Il Museo Accorsi–Ometto di Torino presenta un’esposizione che intende esplorare il percorso artistico di quei pittori che, a vario titolo e in tempi anche diversi, frequentarono il «Cenacolo di Rivara», animato dalla figura di Carlo Pittara.
La mostra, aperta al pubblico dal 22 settembre al 15 gennaio 2017, ospita presso la sede di via Po, 55 circa settanta opere provenienti da collezioni private italiane, selezionate secondo un attento criterio qualitativo e storico. Dodici sono gli artisti presentati, provenienti da diverse regioni italiane e non solo, a sottolineare l’importanza di una stagione artistica che supera i confini regionali. Accanto ai piemontesi Carlo Pittara, Vittorio Avondo, Ernesto Bertea, Federico Pastoris (a cui si sarebbero aggiunti più tardi i torinesi Giovanni Battista Carpanetto, Adolfo Dalbesio e Francesco Romero di Moncalvo) sono presenti artisti liguri (Ernesto Rayper e Alberto Issel) o naturalizzati come tali (gli iberici D’Andrade e De Avendaño), nonché il fiorentino di natali, ma torinese di adozione Antenore Soldi.
Il momento storico da essi vissuto è caratterizzato dalla ricerca di un sensibile realismo nella rappresentazione del paesaggio agreste, con accenti diversi, ma improntati dalla comune attenzione prima al paesismo ancora intriso del romanticismo dello svizzero Alexandre Calame (che quasi tutti conobbero inizialmente a Ginevra), per poi assorbire gli influssi della pittura «in esterno» dei pittori della Scuola di Barbizon in Francia e delle novità di Corot, così come del linguaggio fontanesiano appreso attraverso contatti diretti, poi rinnovati negli anni di Rivara con il maestro reggiano a Volpiano, tramite anche le esortazioni del ligure Tammar Luxoro.

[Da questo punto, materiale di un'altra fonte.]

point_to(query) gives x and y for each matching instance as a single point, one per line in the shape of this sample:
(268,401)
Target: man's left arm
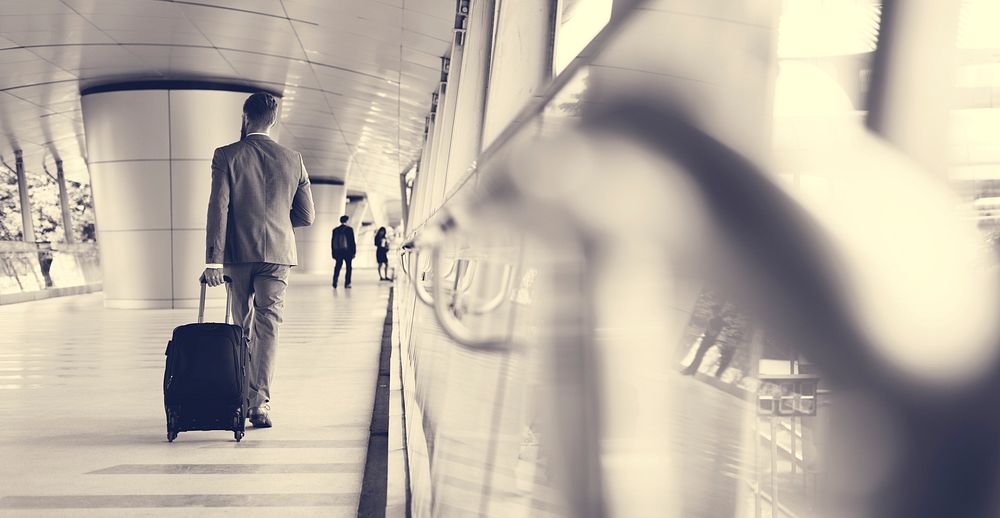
(218,219)
(303,212)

Il confronto tra i pittori iberici e quelli liguri iniziò dapprima negli incontri a Carcare, nel savonese, poi, soprattutto d’estate o in autunno, a Rivara, dove il lavoro gomito a gomito ebbe momenti catalizzanti, specie dopo l’inserimento nel gruppo di Rayper, su esortazione di D’Andrade. La scelta di confrontarsi con il paesaggio di Rivara avvenne non solo per l’amenità della località di campagna, ma anche perché tutti potevano godere della generosa ospitalità del banchiere Carlo Ogliani, cognato di Pittara, rivarese d’origine e proprietario di un’accogliente villa, nonché del vasto castello acquistato all’inizio degli anni Settanta del XIX secolo.
L’abituale consuetudine dei gioviali incontri, che connotò la rivoluzione realista di quei compagni di cavalletto, ebbe il proprio momento di maggiore vitalità e di fulgore a cavallo del 1870, sino alla precoce morte di Rayper nel 1873 e ad una catena di abbandoni alla fine del decennio, tra cui quello, parziale, dello stesso Pittara, che si sarebbe trasferito a Roma nel 1877 e a Parigi dopo il 1880 (anche se avrebbe continuato a tornare a Rivara ogni anno per qualche mese); così Avondo, D’Andrade, Pastoris e Bertea, variamente e progressivamente attratti dal restauro e dallo studio dei monumenti del medioevo pedemontano; sino a Carpanetto e Dalbesio, inclini altresì, come lo stesso Pittara, alle fascinazioni parigine della sintassi pittorica di De Nittis e di Boldini.
Valorizzata in primis dal poeta Giovanni Camerana, poi dai critici Emilio Zanzi, Marziano Bernardi e Roberto Longhi, l’importanza della cosiddetta Scuola di Rivara era già stata riconosciuta da Telemaco Signorini che, tuttavia, dimenticò Pittara per sottolineare il ruolo innovatore di Ernesto Rayper, indubbiamente la figura maggiormente dotata del gruppo. Carlo Pittara fu tuttavia il più produttivo e stilisticamente realista all’interno del cenacolo rivarese, progressivamente attratto dalla finezza e dal successo del linguaggio di De Nittis.
A questa “epopea” tardo-ottocentesca va il merito di avere definitivamente accantonato la ridondanza della pittura di storia e i ritardi di gusto dell’insegnamento accademico con un’espressione gioviale e sincera della realtà.